Insignificance is the follow-up to 1999’s Eureka, O’Rourke’s first album of straight pop tunes as a solo artist. Whereas Eureka focused on straightforward, well-orchestrated pop, his latest effort has a more organic feel. This is not to say that the tight arrangements of Eureka and Gastr del Sol have disappeared altogether; each track on Insignificance is a dense web of instruments.

But rockers like “Therefore, I Am” and the upbeat “All Downhill From Here” add a new dimension to his sound. The former is driven along by Wilco guitarist Jeff Tweedy’s muscular riffing, forming a somewhat bluesy groove that almost seems out of place behind O’Rourke’s deadpan vocals.

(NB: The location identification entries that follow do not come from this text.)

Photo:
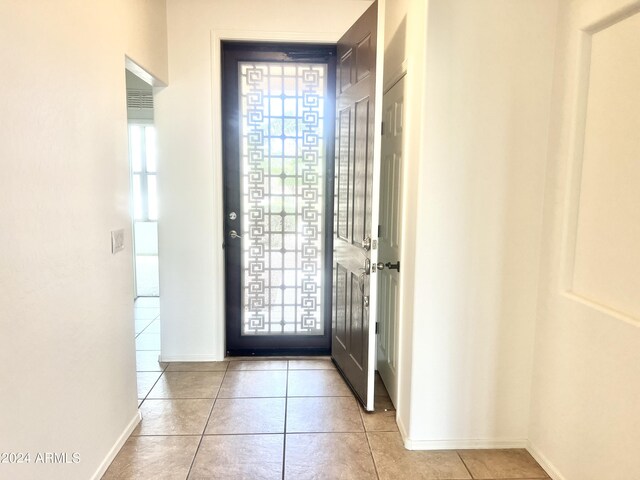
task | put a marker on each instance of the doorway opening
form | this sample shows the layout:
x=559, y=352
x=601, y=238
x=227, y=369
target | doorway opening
x=144, y=218
x=142, y=159
x=278, y=110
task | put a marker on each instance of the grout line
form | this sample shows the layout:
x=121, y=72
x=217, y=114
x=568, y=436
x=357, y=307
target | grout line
x=206, y=424
x=463, y=462
x=284, y=441
x=148, y=325
x=152, y=387
x=366, y=436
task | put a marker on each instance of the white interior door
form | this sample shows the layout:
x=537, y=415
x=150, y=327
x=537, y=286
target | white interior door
x=389, y=237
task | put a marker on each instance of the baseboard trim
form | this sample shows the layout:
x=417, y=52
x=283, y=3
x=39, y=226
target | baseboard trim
x=190, y=358
x=461, y=443
x=544, y=462
x=403, y=430
x=117, y=446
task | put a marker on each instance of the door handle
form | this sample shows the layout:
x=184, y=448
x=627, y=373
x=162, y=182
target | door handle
x=389, y=265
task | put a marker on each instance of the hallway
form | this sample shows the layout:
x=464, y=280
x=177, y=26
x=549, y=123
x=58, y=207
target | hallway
x=254, y=419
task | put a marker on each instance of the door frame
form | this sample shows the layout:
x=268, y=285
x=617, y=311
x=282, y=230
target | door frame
x=217, y=37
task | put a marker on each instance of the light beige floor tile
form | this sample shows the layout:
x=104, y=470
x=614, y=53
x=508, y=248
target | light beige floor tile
x=145, y=313
x=141, y=325
x=197, y=366
x=311, y=365
x=317, y=383
x=258, y=365
x=187, y=385
x=383, y=419
x=235, y=457
x=154, y=326
x=173, y=417
x=247, y=415
x=328, y=456
x=160, y=458
x=266, y=383
x=148, y=341
x=147, y=361
x=394, y=462
x=380, y=421
x=496, y=464
x=146, y=381
x=323, y=414
x=147, y=302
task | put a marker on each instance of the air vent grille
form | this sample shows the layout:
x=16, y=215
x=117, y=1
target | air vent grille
x=139, y=99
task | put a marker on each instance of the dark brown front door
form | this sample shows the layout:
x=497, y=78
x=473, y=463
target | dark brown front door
x=278, y=113
x=355, y=230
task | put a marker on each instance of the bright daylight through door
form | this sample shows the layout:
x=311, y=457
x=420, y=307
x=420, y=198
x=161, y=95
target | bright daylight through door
x=282, y=183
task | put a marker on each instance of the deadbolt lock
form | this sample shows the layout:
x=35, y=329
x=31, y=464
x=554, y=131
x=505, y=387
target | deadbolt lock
x=389, y=265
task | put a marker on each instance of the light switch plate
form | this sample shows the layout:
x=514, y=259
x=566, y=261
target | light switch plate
x=117, y=241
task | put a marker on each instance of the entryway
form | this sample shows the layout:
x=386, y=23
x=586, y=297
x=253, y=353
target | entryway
x=300, y=255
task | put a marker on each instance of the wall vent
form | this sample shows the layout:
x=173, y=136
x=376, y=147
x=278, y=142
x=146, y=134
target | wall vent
x=139, y=99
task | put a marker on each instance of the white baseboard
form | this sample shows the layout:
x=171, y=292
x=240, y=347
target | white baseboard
x=551, y=470
x=190, y=358
x=117, y=446
x=463, y=444
x=403, y=430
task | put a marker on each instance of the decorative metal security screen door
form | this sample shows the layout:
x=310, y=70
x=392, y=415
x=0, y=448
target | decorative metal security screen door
x=278, y=113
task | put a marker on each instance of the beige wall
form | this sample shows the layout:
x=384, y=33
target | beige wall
x=66, y=309
x=190, y=183
x=585, y=418
x=477, y=192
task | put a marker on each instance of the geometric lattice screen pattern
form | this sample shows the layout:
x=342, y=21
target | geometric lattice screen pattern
x=282, y=190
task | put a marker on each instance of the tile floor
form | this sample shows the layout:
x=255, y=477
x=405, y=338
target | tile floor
x=280, y=419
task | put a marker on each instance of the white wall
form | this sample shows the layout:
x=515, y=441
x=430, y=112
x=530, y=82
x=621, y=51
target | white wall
x=477, y=210
x=66, y=310
x=585, y=415
x=189, y=172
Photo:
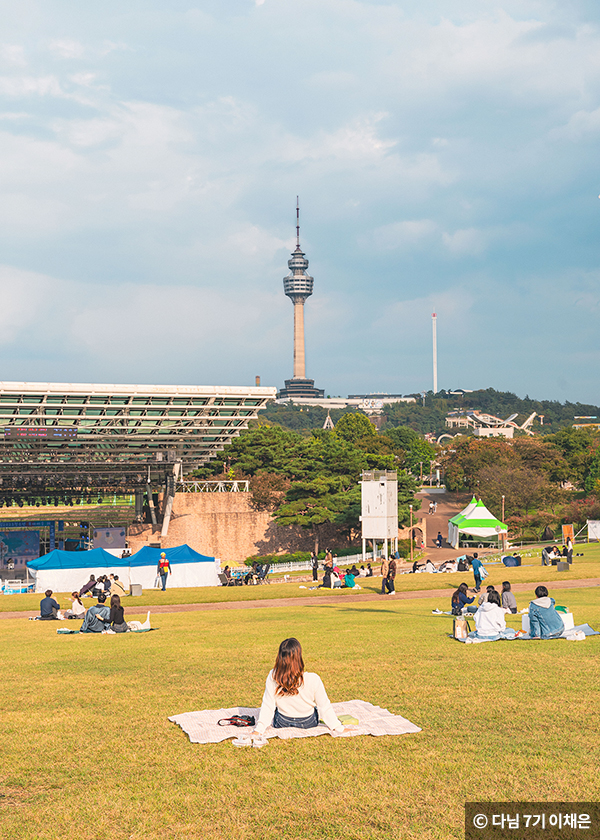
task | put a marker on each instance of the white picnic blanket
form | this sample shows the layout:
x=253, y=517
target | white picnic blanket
x=202, y=727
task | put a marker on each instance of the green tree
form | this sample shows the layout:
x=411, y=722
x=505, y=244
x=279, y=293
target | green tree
x=351, y=427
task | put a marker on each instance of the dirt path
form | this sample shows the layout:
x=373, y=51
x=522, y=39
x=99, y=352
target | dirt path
x=438, y=521
x=321, y=600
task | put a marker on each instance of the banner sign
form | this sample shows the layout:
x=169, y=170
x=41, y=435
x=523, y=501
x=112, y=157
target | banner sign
x=593, y=529
x=17, y=547
x=109, y=538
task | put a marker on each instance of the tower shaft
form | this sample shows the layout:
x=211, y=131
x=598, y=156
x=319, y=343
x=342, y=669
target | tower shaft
x=299, y=346
x=434, y=335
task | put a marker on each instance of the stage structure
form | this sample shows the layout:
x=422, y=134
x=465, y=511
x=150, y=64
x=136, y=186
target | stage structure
x=298, y=286
x=64, y=441
x=379, y=510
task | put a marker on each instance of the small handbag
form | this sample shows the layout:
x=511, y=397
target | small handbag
x=238, y=720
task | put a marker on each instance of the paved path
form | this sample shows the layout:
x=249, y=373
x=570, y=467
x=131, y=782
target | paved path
x=320, y=600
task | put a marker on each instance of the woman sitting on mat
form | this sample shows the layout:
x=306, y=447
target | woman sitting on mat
x=490, y=620
x=460, y=599
x=117, y=615
x=544, y=621
x=294, y=697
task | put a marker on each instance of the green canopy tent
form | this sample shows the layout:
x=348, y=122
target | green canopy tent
x=475, y=521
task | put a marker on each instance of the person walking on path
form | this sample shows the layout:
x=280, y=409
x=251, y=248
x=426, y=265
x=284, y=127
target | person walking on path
x=391, y=577
x=314, y=562
x=385, y=567
x=164, y=569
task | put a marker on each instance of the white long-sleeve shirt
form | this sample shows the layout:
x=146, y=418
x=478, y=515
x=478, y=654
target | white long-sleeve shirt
x=311, y=693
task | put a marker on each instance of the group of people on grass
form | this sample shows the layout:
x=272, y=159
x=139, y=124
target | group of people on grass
x=552, y=553
x=100, y=617
x=103, y=585
x=490, y=614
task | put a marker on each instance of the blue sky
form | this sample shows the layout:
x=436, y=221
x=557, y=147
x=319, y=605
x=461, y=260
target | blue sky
x=445, y=154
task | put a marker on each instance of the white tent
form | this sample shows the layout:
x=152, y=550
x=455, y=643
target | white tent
x=475, y=521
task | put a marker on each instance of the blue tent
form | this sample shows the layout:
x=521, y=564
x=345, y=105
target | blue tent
x=97, y=558
x=148, y=556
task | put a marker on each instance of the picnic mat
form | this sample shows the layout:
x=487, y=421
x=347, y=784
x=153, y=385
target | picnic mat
x=202, y=727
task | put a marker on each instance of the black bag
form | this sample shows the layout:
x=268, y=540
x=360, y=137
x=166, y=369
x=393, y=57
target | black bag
x=238, y=720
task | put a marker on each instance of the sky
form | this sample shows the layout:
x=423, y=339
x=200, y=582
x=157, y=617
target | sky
x=445, y=155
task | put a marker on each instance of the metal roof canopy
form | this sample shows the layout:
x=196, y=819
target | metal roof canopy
x=129, y=429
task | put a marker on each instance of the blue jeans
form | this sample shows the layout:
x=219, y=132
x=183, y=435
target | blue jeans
x=281, y=721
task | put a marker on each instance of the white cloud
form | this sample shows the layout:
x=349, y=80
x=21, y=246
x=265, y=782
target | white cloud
x=65, y=48
x=13, y=54
x=469, y=241
x=407, y=234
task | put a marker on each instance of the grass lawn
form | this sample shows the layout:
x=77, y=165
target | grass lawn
x=88, y=750
x=587, y=566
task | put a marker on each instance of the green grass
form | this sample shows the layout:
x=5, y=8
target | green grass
x=587, y=566
x=88, y=750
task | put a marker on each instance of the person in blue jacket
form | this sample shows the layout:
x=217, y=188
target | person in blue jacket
x=477, y=565
x=544, y=621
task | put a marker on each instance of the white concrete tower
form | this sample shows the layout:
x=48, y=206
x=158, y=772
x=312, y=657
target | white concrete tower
x=434, y=328
x=298, y=286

It’s also marked by O’Rourke’s typically biting lyrics, including the gem, “I’ve traveled around the world/ I’ve seen so many things/ why am I talking to you?”

Elsewhere, O’Rourke gets even more vicious, as on the standout “Memory Lame,” in which flawless pop arrangements almost obscure the caustic words. O’Rourke snarls, “Listening to you/ reminds me of a motor’s endless drone/ and how the deaf are so damn lucky.”

Other songs show O’Rourke in more of a laidback, contemplative mood. The closing cut, “Life Goes Off,” features an airy, twangy guitar that gives the song a rambling country feel that is perfectly suited to the warm vocals.

The entire album sounds like it was laid down in a few easygoing jam sessions, but the band is remarkably tight considering their varied backgrounds (O’Rourke is backed by a who’s who of Chicago jazz and indie-rock wizards). Not one of these 40 minutes is wasted, as the album is packed with complex interplay, beautiful melodies, and of course O’Rourke’s always sharp wit. Overall, not a complaint to be made against it.

O’Rourke’s other recent project consists of three lengthy songs of highly abstract electronic music. A document of a live laptop performance, this is a unique combination of premeditation and improv.

The first track, “I’m Happy,” is the closest to traditional IDM. Consisting of cut-up synth tones, the song constantly shifts moods. After starting with a disturbing carnival melody, it segues into a more minimal section, with synths ringing like transmissions from a breaking radio tower.

“I’m Singing” is the best track here, using a moody bassline to create a dark, claustrophobic atmosphere. This piece is representative of the entire album in that it’s all about texture, evoking feelings from the simplest of noises. Finally, the 20-minute closer “And a 1,2,3,4” takes the album in a more ambient direction.

Together, these two albums provide a glimpse of Jim O’Rourke from two of his more prominent sides: the gloating but brilliant pop tunesmith, and the brooding experimental musician. Both sides of his bizarre personality are compelling, and more importantly, both sides are capable of turning out amazing music.